Prohibited practices under the Charter of the French language: The Administrative Labour Tribunal sets the record straight in Kim c. Ultium Cam

December 11th, 2024

Since June 1, 2023, following a reform of the Charter of the French language (the “Charter”), Québec employers have had to adjust their recruitment practices to meet the new language requirements. This includes rules around job postings demanding that candidates speak a language other than French.

Requiring bilingualism for certain positions used to be common practice among Québec employers. Since the reform, employers must meet three conditions if they want to include such a requirement in their job postings:

  1. Actual language needs: Employers must determine whether candidates actually need to speak a language other than French to perform the duties of the job.
  2. Language knowledge among existing employees: Employers must ascertain that none of the existing employees can perform these duties.
  3. Number of positions requiring another language: Positions requiring languages other than French must be kept to a minimum.

Employers who fail to meet these conditions will be deemed in breach of the Charter and may be subject to legal complaints. In addition, job postings must clearly explain the reason why another language is required.

Kim c. Ultium Cam

On September 16, 2024, the Administrative Labour Tribunal (the “Tribunal”) rendered a key decision in Kim c. Ultium Cam to enforce employers’ new obligations under sections 46 and 46.1 of the Charter. In this case, a candidate filed a complaint concerning a prohibited practice under the Charter after not being hired for a job requiring languages other than French.

Facts: The employer published a job posting written in Korean only, requiring applicants to speak Korean and English. The posting did not explain why those two languages were relevant to the job. When the candidate submitted a French CV, the employer asked for an English CV and held the interview in Korean, even though the candidate started the interview in French.

Parties’ contentions: The complainant alleged that he notably did not get the job because of the language requirements. The employer argued that all three languages were needed to perform the duties of the job (including purchasing equipment from other countries and communicating with the employer’s Korean-speaking representatives and employees). The employer also insisted that the complainant’s candidacy had been rejected based on his skills and not on language grounds.

Tribunal’s analysis

To decide the matter, the Tribunal first established three questions for analyzing a complaint concerning a prohibited practice under the Charter:

1. Does the complainant benefit from a presumption of prohibited practice, or in other words, can one assume that requiring candidates to speak a language other than French is indeed prohibited under the Charter?

2. Can the employer prove that the duties of the job require the candidate to speak another language, and that all reasonable means have been taken to avoid including such a requirement in the posting?

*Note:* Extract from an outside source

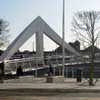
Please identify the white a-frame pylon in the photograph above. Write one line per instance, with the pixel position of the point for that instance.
(39, 27)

If the answer to the first question is yes and the second question no, the Tribunal adds a third question:

3. Can the employer be exempted from the Charter by proving the complainant was rejected for reasons that had nothing to do with language?

Tribunal’s conclusions

The Tribunal began by reiterating that, under sections 46 and 47 of the Charter, for a candidate to benefit from a presumption of prohibited practice, they need to have:

a) Applied for a job posted by the employer;

b) Proven that the employer required candidates to speak or have a certain knowledge of a language other than French for the purposes of that job; and

c) Filed the complaint within 45 days after the occurrence of the practice complained of.

After analyzing the situation at hand, the Tribunal found that these conditions had been met, and that the presumption applied in this case.

Next, relying on the teachings of the Court of Appeal in Gatineau c. Syndicat des cols blancs de Gatineau inc., the Tribunal held that to rebut this presumption, the employer would have to demonstrate a “specific and well documented understanding of the actual constraints.” Concretely, the employer would have to provide evidence that (i) a language other than French was required to perform the duties of the job and that (ii) all reasonable measures had been taken to avoid including this requirement before the posting was published. The Tribunal concluded that the employer had provided no such evidence, and was accordingly in breach of the Charter.

Lastly, the Tribunal dismissed the employer’s argument that the candidate was rejected based on his skills and not for language reasons. According to the Tribunal, though such an argument can be used to rebut the presumption of a prohibited practice under the Act respecting labour standards, it cannot be used to rebut this presumption under the Charter.

Takeaways for employers

This decision is a crucial reminder that employers of all sizes ought to be careful when posting a job that requires candidates to speak a language other than French. They must be able to prove that this requirement is essential to the job, and that they have taken all reasonable measures to avoid making unfounded language requirements in their postings. This includes explaining the reasons for each language requirement, and keeping positions with such requirements to a minimum.

Before posting a job that requires a language other than French, case law provides some guidance on the questions employers should ask themselves: Will the candidate have to serve clients in another language? Will the position help develop new services and markets outside Québec? Are any essential training courses or manuals available in English only?

Per the second and third conditions laid down in section 46.1 of the Charter, employers must ascertain that no existing employee can perform the duties in the required language, either because they do not speak it well enough or because they cannot take on the extra workload.

If the employer fails to meet any of these conditions, the complaint will be accepted regardless of any evidence showing that language did not factor in the employer’s decision to reject the candidate.